After an extensive nomination, review and election process, NAI, which was founded in 2010, named professors Tsu-Jae King Liu and Eli Yablonovitch of UC Berkeley’s electrical engineering and computer sciences department and Daniel Portnoy of the molecular and cell biology department and School of Public Health as fellows. Liu, Yablonovitch and Portnoy join 152 other fellows elected to the academy this year.

“Election to NAI Fellow status is the highest professional accolade bestowed to academic inventors,” according to the announcement from NAI. “(They) have demonstrated a prolific spirit of innovation in creating or facilitating outstanding inventions that have made a tangible impact on quality of life, economic development, and welfare of society.”

Portnoy, who has dozens of domestic and international patents, is the campus’s Edward E. Penhoet distinguished chair in global public health and infectious diseases. Portnoy is also a leading expert on the pathogen Listeria monocytogenes.

His research and patents, which include methods for manipulating L. monocytogenes to induce a host’s immune system to attack cancer cells, have led to cancer vaccines and immunotherapies.

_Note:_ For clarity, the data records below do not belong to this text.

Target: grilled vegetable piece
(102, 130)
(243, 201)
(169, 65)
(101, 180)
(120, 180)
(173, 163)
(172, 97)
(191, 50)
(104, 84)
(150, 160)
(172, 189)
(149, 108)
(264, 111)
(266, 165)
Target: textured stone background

Thomas Burke, a postdoctoral fellow who previously worked in Portnoy’s lab, said he admired Portnoy’s creativity.

“He’s able to take what he’s discovered at a basic science level and he’s able to … apply that to help human health directly,” Burke said. “Dan(iel)’s at the forefront, the intersection, where his discoveries can potentially be made into products.”

Portnoy said patents can foster private sector partnerships, which help translate research into real-world solutions.

Yablonovitch is a pioneer in the field of optoelectronics, technology that facilitates human interactions with the internet. He is also the director of the National Science Foundation Center for Energy Efficient Electronics Science.

Yablonovitch’s startup company, Ethertronics Inc., has shipped 1.7 billion cell phone antennae, while Luxtera Inc., a company that he co-founded, is the world leader of silicon photonics, a technology that uses light to transfer data faster and over longer distances.

Liu, who holds 95 patents and has 70 pending, is the Taiwan Semiconductor Manufacturing Company distinguished professor in microelectronics. Her work has helped the industry overcome barriers related to the size and efficiency of transistors and has helped make faster and more capable electronic devices. She was also recently inducted into the National Academy of Engineering.

“It’s always possible to make things stronger or faster, but the challenge for engineering is meeting practical constraints,” Liu said. “That’s where innovations are needed.”

“A lot of people have been congratulating me, but I’ve been very fortunate to be at UC Berkeley,” Liu said. “I think a lot of my ideas have come about because of things that I’ve learned with my colleagues and students over the years.”